Tirunagari Santosh, Poh Norman, Wells Kevin, Bober Miroslaw, Gorden Isky, Windridge David
1Department of Computer Science, University of Surrey, Guildford, Surrey GU2 7XH UK.
2Center for Vision, Speech and Signal Processing (CVSSP), University of Surrey, Guildford, Surrey GU2 7XH UK.
Mach Vis Appl. 2017;28(3):393-407. doi: 10.1007/s00138-017-0835-5. Epub 2017 Apr 6.
Images of the kidneys using dynamic contrast-enhanced magnetic resonance renography (DCE-MRR) contains unwanted complex organ motion due to respiration. This gives rise to motion artefacts that hinder the clinical assessment of kidney function. However, due to the rapid change in contrast agent within the DCE-MR image sequence, commonly used intensity-based image registration techniques are likely to fail. While semi-automated approaches involving human experts are a possible alternative, they pose significant drawbacks including inter-observer variability, and the bottleneck introduced through manual inspection of the multiplicity of images produced during a DCE-MRR study. To address this issue, we present a novel automated, registration-free movement correction approach based on windowed and reconstruction variants of dynamic mode decomposition (WR-DMD). Our proposed method is validated on ten different healthy volunteers' kidney DCE-MRI data sets.
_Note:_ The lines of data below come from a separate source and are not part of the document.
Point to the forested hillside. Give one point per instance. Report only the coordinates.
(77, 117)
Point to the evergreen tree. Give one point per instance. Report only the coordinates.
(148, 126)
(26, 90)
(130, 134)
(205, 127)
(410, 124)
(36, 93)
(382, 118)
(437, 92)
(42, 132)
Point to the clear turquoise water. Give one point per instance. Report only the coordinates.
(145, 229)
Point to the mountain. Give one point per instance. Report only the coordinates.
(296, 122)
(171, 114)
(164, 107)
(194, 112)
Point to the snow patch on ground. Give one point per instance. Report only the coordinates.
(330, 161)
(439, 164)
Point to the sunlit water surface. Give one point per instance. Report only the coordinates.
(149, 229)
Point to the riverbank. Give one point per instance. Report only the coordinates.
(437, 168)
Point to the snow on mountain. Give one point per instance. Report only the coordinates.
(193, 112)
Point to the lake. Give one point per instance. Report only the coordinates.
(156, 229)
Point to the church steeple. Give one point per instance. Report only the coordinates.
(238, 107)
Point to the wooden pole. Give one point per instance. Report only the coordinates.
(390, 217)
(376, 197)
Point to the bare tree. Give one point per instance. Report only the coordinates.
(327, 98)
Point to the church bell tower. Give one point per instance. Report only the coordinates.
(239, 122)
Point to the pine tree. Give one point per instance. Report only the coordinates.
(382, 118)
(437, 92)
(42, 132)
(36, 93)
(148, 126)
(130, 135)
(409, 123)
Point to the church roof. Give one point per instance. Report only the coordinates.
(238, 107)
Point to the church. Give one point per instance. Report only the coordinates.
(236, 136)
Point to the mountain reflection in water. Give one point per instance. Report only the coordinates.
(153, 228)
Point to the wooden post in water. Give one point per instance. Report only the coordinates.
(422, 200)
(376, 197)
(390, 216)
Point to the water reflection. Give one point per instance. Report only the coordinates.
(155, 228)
The results, using block-matching-block evaluation on the image sequence produced by WR-DMD, show the elimination of of mean motion magnitude when compared to the original data sets, thereby demonstrating the viability of automatic movement correction using WR-DMD.
使用动态对比增强磁共振肾造影(DCE-MRR)对肾脏进行成像时,由于呼吸作用会包含不必要的复杂器官运动。这会产生运动伪影,妨碍对肾功能的临床评估。然而,由于DCE-MR图像序列中造影剂的快速变化,常用的基于强度的图像配准技术很可能会失效。虽然涉及人类专家的半自动方法是一种可能的替代方案,但它们存在显著缺点,包括观察者间的变异性,以及通过手动检查DCE-MRR研究期间产生的大量图像所引入的瓶颈。为了解决这个问题,我们提出了一种基于动态模式分解的加窗和重建变体(WR-DMD)的新型自动、无需配准的运动校正方法。我们提出的方法在十个不同健康志愿者的肾脏DCE-MRI数据集上得到了验证。使用WR-DMD产生的图像序列进行块匹配块评估的结果表明,与原始数据集相比,平均运动幅度消除了,从而证明了使用WR-DMD进行自动运动校正具有可行性。